To do so, you need to add the services
property to your Workflow in the bitrise.yml
file of your app, and define the services you wish to use under it.
Chaining Workflows
Chaining Workflows with before_run
or after_run
will have no affect on the service lifecycle. The services will only be created and kept alive for the duration of the Workflow they were defined on. Any Workflow that might have been chained to it will respect its own
configuration only.
For detailed configuration options, check out Container API reference.
workflows: e2e-tests: container: image: node:21.6 services: postgres: image: postgres:16 envs: - POSTGRES_USER: postgres - POSTGRES_DB: bitrise # You can reference Bitrise secrets here, e.g: $POSTGRES_PASSWORD - POSTGRES_PASSWORD: password ports: - 5432:5432 options: >- --health-cmd pg_isready --health-interval 10s --health-timeout 5s --health-retries 5 redis: image: redis:7 ports: - 6379:6379 options: >- --health-cmd "redis-cli ping" --health-interval 10s --health-timeout 5s --health-retries 5 envs: - POSTGRES_DSN: "postgres://postgres:password@postgres:5432/bitrise" - REDIS_DSN: "redis://redis:6379/1" steps: - script: title: e2e tests inputs: - content: | npm run e2e-tests
The example configuration defines a Workflow called e2e-tests
.
This Workflow uses service containers to enable a more advanced integration test scenario using postgres and redis. It also utilizes the Workflow container to run the tests in a Node environment.
There are two services defined: postgres
and redis
. Each service is configured to have healthchecks using the options parameter.

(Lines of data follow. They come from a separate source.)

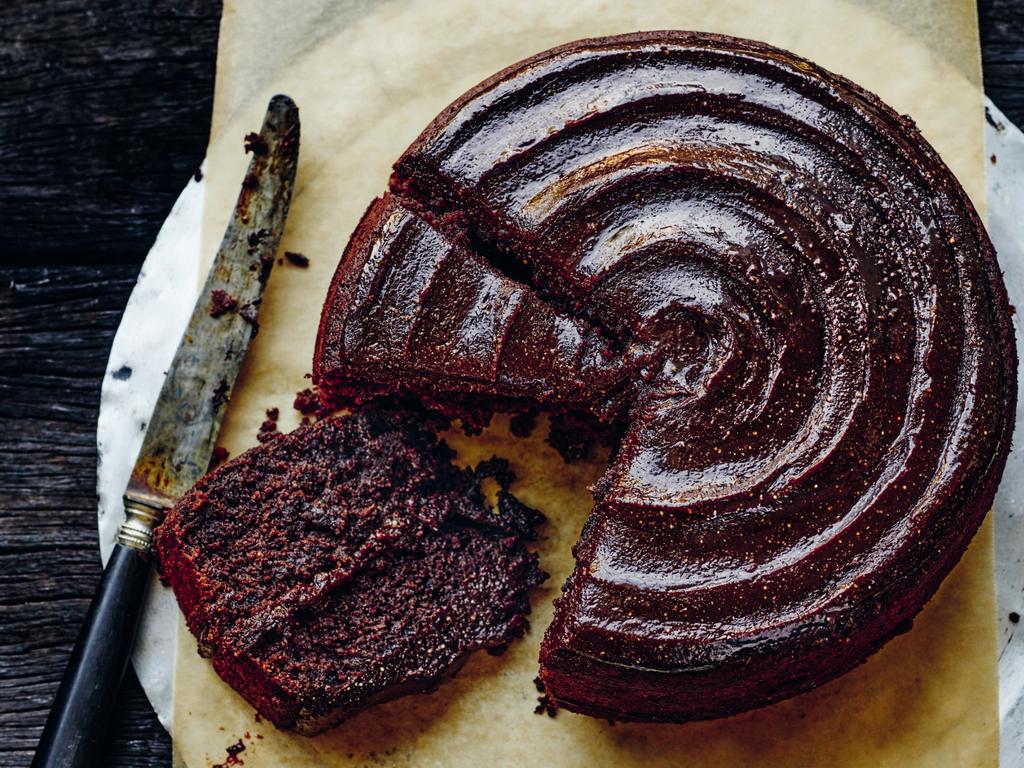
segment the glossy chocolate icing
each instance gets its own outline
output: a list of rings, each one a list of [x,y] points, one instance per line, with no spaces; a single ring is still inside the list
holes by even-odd
[[[778,700],[958,560],[1009,451],[1010,308],[963,188],[878,97],[746,40],[584,40],[457,100],[391,188],[325,305],[328,395],[625,428],[542,647],[559,706]]]

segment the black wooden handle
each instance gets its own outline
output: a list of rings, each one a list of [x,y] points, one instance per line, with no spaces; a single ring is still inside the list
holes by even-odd
[[[98,766],[148,584],[150,561],[114,547],[79,633],[33,768]]]

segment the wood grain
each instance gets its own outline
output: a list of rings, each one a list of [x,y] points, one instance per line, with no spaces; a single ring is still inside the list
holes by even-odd
[[[1024,2],[979,15],[986,87],[1022,124]],[[99,574],[99,382],[205,151],[218,19],[204,0],[0,3],[2,766],[29,764]],[[170,765],[134,679],[115,730],[108,765]]]
[[[220,3],[0,3],[0,251],[138,262],[206,148]]]

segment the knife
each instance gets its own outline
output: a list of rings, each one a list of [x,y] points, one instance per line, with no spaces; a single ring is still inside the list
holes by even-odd
[[[257,135],[234,213],[174,353],[124,495],[125,521],[32,762],[99,765],[150,583],[156,527],[203,476],[231,387],[259,327],[263,288],[295,185],[299,112],[278,95]]]

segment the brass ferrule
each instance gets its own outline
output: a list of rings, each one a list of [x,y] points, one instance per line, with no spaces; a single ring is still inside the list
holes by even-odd
[[[163,522],[167,508],[156,500],[141,501],[125,496],[125,521],[118,528],[117,543],[139,552],[152,552],[157,526]]]

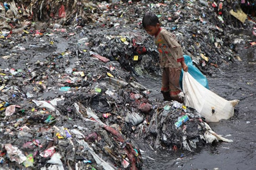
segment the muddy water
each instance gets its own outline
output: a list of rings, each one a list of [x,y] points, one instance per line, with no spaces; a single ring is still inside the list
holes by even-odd
[[[230,136],[234,142],[207,145],[193,153],[175,153],[156,151],[141,144],[145,151],[144,169],[256,169],[256,48],[241,51],[242,61],[221,67],[207,77],[211,90],[228,100],[240,100],[233,117],[210,123],[217,133]],[[152,100],[162,97],[159,92],[161,77],[145,77],[140,81],[152,89]]]

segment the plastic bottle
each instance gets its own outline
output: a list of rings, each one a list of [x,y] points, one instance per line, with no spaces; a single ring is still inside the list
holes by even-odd
[[[185,115],[181,118],[179,119],[178,121],[176,122],[174,124],[174,125],[177,128],[178,128],[179,126],[181,125],[182,123],[186,122],[189,119],[189,118],[188,118],[188,116],[186,115]]]

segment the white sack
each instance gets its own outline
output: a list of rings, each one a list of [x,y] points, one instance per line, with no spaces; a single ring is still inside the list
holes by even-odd
[[[184,72],[182,83],[185,105],[196,110],[206,121],[218,122],[233,116],[238,100],[228,101],[222,98],[201,85],[188,72]]]

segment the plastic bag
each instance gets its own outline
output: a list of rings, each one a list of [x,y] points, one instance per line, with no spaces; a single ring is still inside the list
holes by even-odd
[[[218,122],[233,116],[238,100],[228,101],[222,98],[203,86],[188,72],[184,73],[183,80],[186,105],[196,110],[207,121]]]
[[[206,77],[200,72],[198,68],[193,65],[193,63],[190,57],[186,55],[184,55],[183,56],[184,57],[185,62],[188,67],[188,72],[189,73],[202,85],[205,88],[209,89],[208,81]],[[182,77],[183,77],[184,72],[183,70],[182,70],[179,78],[179,85],[181,89],[183,88]]]

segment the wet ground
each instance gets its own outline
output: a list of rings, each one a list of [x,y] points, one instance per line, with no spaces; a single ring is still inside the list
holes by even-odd
[[[229,120],[210,123],[218,134],[230,136],[233,143],[208,145],[195,153],[174,154],[164,151],[155,152],[143,144],[139,147],[144,153],[144,169],[255,169],[256,167],[256,49],[239,50],[242,61],[219,68],[208,76],[210,88],[228,100],[239,99],[234,116]],[[152,89],[151,97],[161,98],[158,92],[161,77],[146,77],[140,79],[146,87]],[[153,160],[147,158],[150,157]]]

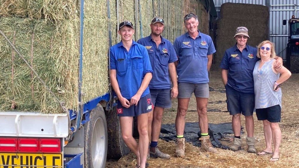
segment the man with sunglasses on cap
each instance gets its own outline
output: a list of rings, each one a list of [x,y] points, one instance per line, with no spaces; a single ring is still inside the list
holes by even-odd
[[[137,42],[145,47],[150,60],[153,73],[149,87],[154,105],[153,110],[149,113],[149,137],[152,139],[149,152],[151,157],[169,159],[170,156],[158,149],[158,140],[161,129],[162,116],[165,108],[171,107],[171,98],[178,95],[178,83],[174,62],[178,60],[171,43],[164,38],[164,21],[155,17],[150,25],[151,33]],[[171,89],[170,76],[173,86]]]
[[[152,110],[148,84],[152,70],[148,54],[143,46],[132,39],[132,22],[119,25],[120,42],[110,48],[110,81],[118,98],[117,113],[125,143],[136,155],[136,167],[146,167],[148,149],[148,113]],[[132,136],[133,117],[137,117],[139,141]]]
[[[226,90],[228,110],[232,116],[232,123],[234,134],[234,144],[229,149],[234,151],[241,149],[242,114],[245,116],[247,152],[255,153],[252,116],[254,107],[252,73],[255,62],[260,59],[256,56],[257,48],[247,44],[249,38],[247,28],[237,28],[234,38],[236,44],[225,51],[220,65],[222,69],[222,80]],[[275,59],[278,61],[275,67],[281,68],[282,59],[277,56]]]
[[[209,97],[208,72],[212,64],[213,54],[216,50],[211,37],[198,30],[197,16],[192,13],[186,15],[184,17],[184,23],[187,32],[176,38],[173,44],[179,58],[176,66],[179,95],[176,119],[177,143],[176,155],[181,157],[185,156],[185,117],[193,93],[196,98],[201,148],[206,151],[217,152],[210,140],[207,111]]]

The CLI will respect
those options and only start the execution of the Workflow’s Steps once every service reports healthy.
Each service is exposed on a port, but as we are utilizing Workflow containers, they will be accessible using their name postgres:5432
and redis:6379
, respectively.
Note
If we were to omit the container configuration (not using Workflow container) we would be able to access the services on the following addresses
-
:postgres: localhost:5432
-
redis: localhost:6379
Once the services are ready, the Workflow will execute the npm run e2e-tests
command, which can utilize the environment variables POSTGRES_DSN
and REDIS_DSN
defined by the Workflow to connect to services.
Network access for service containers
Service containers are all joined to the same docker network called bitrise
. This ensures that all of them are accessible from any other service container and the Workflow container.
Running your own background workers
You can run your own background workers by executing the Docker commands yourself or by using something like docker-compose
but make sure you use the same network.
Debugging containers
Once the build has finished, the logs will be converted into a structured view. This removes all logs that were created between Steps. As the container feature works on the Workflow level, its logs will be shown just before the first Step of the respective Workflow.
To see the container logs, make sure to download the full logs from the build page: Downloading a build log.